Avec des trous de micro
Chaque jour, je passe deux ou trois heures au cimetière. C'est un endroit superbe pour écrire. Le lac est tout proche. Le cimetière a même les deux pieds dans l'eau. Les fourmis s'y prélassent sur le sable. Ça sent les fleurs, les arbres et l'eau du lac. Des mésanges en prière méditent entre les anges. Les geais picorent entre les tombes. Les écureuils s'épivardent. La vie des morts se comprime sous des pelletées de terre ou dans un tas de cendres. La vie me file entre les doigts comme du sable dans la main. Je la rallonge par les mots. Y a-t-il des vieillards parmi les éphémères, des gamines au milieu des lucioles? Je pique le destin avec mon âme en tête d'épingle. Je regarde le monde. Il y a des merveilles partout, des trésors à foison. Il suffit de garder l’œil ouvert comme les pupilles d'un lézard. Quand le poème devient prose, le rose monte aux joues des mots. Autant les pierres tombales sont immobiles, autant remuent les feuilles ou les branches des arbres. Des milliers de verts composent la pelouse. Des milliers de vers s'en nourrissent. Il suffit de mieux regarder l'herbe, de faire de son œil le pinceau d'un calligraphe, le clavier d'un artiste, le crayon d'un enfant. La bave des chenilles laisse présager des vols de papillons. Ce monde noyé dans la réalité, je veux en faire une fiction. La matière est si énorme qu'on a peine à y croire. J'invente l'inaperçu, l'impossible, l'incroyable. Je sors de mon sac à malices deux ou trois chapeaux, des lapins, une rivière, des montagnes. Tout cela provient d'un amas de voyelles et d'un tas de consonnes.
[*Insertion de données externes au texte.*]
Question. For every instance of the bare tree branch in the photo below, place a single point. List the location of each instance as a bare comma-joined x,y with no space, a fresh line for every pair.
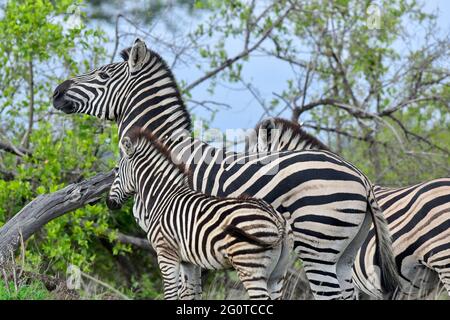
48,207
18,151
244,53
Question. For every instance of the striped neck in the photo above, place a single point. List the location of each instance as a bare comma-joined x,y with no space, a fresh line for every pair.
153,101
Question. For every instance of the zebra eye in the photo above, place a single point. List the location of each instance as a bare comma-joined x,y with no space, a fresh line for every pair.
103,75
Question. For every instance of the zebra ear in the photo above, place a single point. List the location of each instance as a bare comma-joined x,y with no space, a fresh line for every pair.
138,55
128,146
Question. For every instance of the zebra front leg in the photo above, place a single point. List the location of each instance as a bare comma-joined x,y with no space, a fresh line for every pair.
169,264
191,286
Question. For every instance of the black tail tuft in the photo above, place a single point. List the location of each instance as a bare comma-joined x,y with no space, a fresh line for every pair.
244,236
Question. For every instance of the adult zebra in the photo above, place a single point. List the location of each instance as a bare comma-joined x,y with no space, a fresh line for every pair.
329,203
418,217
198,230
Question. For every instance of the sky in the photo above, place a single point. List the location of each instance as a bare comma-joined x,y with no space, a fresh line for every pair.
266,74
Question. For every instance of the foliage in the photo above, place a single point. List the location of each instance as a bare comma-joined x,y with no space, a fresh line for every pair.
332,53
32,291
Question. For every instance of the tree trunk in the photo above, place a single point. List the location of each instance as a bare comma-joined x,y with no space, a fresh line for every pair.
48,207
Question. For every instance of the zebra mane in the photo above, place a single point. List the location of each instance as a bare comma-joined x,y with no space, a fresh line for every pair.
296,129
136,133
125,54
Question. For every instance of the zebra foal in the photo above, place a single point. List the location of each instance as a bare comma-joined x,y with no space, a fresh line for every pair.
200,231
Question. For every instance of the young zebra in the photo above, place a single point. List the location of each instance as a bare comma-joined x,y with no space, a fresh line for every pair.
329,203
189,227
418,217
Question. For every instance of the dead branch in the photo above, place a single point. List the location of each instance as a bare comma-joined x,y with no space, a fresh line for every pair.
18,151
244,53
47,207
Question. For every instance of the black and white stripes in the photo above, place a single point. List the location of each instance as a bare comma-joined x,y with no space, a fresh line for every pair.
328,201
418,217
196,230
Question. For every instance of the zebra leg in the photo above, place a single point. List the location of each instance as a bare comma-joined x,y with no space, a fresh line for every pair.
169,265
276,288
323,280
277,278
254,284
191,287
344,266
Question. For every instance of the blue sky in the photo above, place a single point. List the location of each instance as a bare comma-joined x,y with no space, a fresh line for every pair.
267,74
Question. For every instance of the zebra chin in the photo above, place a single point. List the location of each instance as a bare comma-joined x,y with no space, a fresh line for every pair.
112,204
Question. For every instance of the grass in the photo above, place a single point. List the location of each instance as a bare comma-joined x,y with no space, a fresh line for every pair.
35,290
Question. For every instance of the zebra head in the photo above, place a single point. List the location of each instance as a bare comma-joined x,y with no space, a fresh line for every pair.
101,91
123,186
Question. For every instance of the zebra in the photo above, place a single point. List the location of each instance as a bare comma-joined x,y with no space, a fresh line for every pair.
189,227
328,202
418,217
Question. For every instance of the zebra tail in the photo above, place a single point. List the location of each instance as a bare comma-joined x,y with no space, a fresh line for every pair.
389,277
247,237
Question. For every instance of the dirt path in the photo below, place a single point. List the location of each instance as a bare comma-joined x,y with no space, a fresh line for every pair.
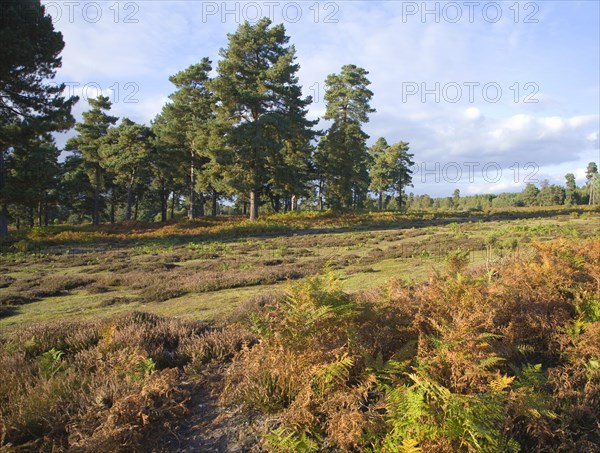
211,428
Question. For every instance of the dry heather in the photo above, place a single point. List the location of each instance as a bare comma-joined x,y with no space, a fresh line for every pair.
115,385
503,360
496,359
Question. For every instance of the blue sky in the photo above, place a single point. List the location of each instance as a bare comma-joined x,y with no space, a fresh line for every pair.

La pouillerie du monde se loge partout, entre les crampes d'estomac, les crises de nerfs, les combats de coq, les guerres et les famines. Mes yeux lapent le paysage. Les heures sapent comme des bêtes. Le chien des heures jappe dans le chenil du temps. Dans la maison des riches, on ne manque pas de pain. On manque d'empathie, de tendresse et d'amour. La masure des pauvres ne manque pas de larmes. Je veux guérir les hématomes des arbres, les bleus de l'âme, les blues du cœur, les blessures que les hommes infligent à la terre. Je veux défaire les barrages, remettre l'eau dans le cours des rivières. Je veux soigner les sidéens, les enfants de la peur, les amputés de guerre, dénouer les crises de nerfs et les nœuds de cravate, peser le ciel d'un regard et l'ajouter au poids des choses. Je veux tendre les mains, ouvrir le poing comme une fleur qui éclot ou comme un fleuve retourne vers la source, réparer les oiseaux avec des miettes de mots, remplacer la douleur par la douceur de vivre. J'aime tout de la vie, de la tanière du loup à la caverne d'Ali Baba, de la trompette en fleurs au boyau d'arrosage. J'aime le corps des hommes, du spermatozoïde au cadavre, des risettes enfantine aux rides des vieillards, du premier cri à l'encre des stylos, de la cervelle en feu au rouge des baisers. J'ai beau porter des bas dépareillés, des souliers troués, des frocs de clown, je n'ai plus l'air d'un poète, mais d'un bonhomme de neige ou d'un monsieur Michelin. Malgré tout, mes doigts tachés par l'écriture dépassent des manches de manteau. Je marche avec des rimes aux pieds, avec des mots qui font le bruit d'un petit chat ou celui d'un ruisseau. La brume, la neige, le petit vent mouilleux, le sable du désert, on dirait de l'eau. Une partie du ciel se reflète dans l'eau. Un morceau du paysage se dévisse pour qu'on l'adapte à l’œil. Je fais des trous dans le temps, des brèches dans le silence avec des trous de micro dénonçant les trous de balles. Les mots engraissent les poèmes. Les personnages débordent l'histoire. Les images rectifient le paysage.